II. 現代の戦略とマーケティング

2.マーケティングの切り口

眼のつけどころ
注目を集めるハイレゾ市場で、
ソニーなどオーディオメーカーの復活はあるか

2015.09 代表 松田久一

 ハイレゾ市場が、盛り上がりをみせている。iPodなどの投入で長らくアップルに席巻されていたオーディオ市場で、ようやく日本メーカーにチャンスが巡ってきた。

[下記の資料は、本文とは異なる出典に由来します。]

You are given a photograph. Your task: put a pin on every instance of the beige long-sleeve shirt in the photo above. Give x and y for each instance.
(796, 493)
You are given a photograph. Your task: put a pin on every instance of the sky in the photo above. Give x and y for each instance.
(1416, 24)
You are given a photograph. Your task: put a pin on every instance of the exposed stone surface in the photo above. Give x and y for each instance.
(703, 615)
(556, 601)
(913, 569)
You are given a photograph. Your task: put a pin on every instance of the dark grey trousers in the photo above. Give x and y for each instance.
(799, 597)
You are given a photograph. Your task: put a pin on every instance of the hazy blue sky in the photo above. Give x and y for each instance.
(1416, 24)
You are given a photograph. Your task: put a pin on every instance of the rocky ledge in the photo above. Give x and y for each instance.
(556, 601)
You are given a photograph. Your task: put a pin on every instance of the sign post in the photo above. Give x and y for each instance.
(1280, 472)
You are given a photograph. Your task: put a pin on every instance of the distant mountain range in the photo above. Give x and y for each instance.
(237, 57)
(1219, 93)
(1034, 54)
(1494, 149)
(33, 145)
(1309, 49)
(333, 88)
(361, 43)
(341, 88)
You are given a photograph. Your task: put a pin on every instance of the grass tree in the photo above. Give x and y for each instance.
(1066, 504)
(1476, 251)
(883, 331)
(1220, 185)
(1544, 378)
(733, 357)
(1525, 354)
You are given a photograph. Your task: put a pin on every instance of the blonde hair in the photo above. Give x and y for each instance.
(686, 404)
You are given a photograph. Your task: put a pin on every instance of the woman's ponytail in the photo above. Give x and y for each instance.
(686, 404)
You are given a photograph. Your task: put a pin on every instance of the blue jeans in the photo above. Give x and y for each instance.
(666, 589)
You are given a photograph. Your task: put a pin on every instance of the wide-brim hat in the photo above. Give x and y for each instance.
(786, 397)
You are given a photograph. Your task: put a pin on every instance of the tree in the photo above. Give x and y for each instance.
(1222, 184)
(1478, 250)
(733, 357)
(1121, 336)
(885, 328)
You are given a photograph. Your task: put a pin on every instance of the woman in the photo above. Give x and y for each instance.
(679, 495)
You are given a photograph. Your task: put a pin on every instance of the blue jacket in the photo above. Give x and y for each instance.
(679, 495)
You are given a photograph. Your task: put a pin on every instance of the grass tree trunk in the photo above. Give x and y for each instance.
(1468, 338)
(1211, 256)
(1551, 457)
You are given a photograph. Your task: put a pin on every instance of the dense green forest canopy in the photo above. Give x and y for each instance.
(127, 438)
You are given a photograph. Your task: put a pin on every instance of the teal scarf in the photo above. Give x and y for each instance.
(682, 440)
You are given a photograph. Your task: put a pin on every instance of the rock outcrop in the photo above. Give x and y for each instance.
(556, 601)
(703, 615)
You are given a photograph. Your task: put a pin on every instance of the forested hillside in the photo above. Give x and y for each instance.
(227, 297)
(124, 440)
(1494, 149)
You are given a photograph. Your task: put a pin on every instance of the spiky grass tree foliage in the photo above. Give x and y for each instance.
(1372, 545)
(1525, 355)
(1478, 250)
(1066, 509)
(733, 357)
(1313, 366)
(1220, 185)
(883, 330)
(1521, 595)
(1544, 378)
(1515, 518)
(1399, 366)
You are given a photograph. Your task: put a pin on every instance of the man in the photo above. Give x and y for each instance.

ソニーなど各メーカーはハイレゾ関連商品を次々と発売し、さらなる市場の拡大によって自身の復活を狙う。特にハイレゾに力を入れるソニーは、ハイレゾ対応のヘッドホン、プレーヤー、アンプなどを揃える一方、カーオーディオ分野でもハイレゾ商品を投入すると発表した。今後、マニアだけでなく、一般消費者を巻き込んだブームに拡大していけるかに注目が集まっている。

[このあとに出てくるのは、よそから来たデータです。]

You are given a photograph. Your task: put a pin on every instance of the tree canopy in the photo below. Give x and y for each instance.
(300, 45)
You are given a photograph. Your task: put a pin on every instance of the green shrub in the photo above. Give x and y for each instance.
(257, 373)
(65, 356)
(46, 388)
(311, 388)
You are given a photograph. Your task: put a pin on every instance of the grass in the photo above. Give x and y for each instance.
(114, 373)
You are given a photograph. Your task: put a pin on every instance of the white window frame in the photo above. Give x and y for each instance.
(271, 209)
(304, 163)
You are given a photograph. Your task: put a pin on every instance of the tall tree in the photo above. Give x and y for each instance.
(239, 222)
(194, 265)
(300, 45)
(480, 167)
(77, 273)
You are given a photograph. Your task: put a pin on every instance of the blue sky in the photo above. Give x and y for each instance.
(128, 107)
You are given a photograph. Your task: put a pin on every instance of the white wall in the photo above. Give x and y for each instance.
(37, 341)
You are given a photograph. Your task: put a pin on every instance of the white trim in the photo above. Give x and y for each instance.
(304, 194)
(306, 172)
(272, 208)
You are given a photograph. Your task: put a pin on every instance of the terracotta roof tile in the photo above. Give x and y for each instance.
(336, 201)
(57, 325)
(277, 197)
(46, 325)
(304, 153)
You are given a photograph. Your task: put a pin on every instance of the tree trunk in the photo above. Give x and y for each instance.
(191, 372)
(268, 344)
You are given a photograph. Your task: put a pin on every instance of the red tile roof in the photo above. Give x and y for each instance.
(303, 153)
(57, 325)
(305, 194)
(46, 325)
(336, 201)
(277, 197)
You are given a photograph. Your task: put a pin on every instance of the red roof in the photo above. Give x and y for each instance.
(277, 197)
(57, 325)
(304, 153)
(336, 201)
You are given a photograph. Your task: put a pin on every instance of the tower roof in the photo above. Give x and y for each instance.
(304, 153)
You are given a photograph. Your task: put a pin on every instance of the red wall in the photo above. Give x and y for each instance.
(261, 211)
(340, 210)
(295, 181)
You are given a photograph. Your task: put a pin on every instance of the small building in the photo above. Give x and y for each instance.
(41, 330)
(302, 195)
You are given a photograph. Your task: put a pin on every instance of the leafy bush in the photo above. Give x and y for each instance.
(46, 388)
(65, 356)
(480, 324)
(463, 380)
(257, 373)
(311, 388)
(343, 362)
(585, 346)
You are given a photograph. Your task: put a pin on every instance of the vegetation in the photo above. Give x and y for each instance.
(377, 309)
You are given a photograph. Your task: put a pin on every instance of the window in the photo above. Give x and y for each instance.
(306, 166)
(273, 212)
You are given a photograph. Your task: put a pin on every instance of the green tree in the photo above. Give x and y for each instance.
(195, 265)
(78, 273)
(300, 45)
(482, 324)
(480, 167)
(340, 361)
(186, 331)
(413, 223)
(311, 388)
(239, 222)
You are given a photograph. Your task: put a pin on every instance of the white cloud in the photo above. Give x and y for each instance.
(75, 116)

 「ハイレゾ」とは、CDスペックを超えるデジタルオーディオを指す。原音に近い音の再生が可能で、ボーカルの息づかいや演奏者の位置、ライブの臨場感などまで体感できることが売りだ。ただ、再生には、音源ソフト、スピーカー、アンプなどハイレゾに対応した機器を揃える必要がある。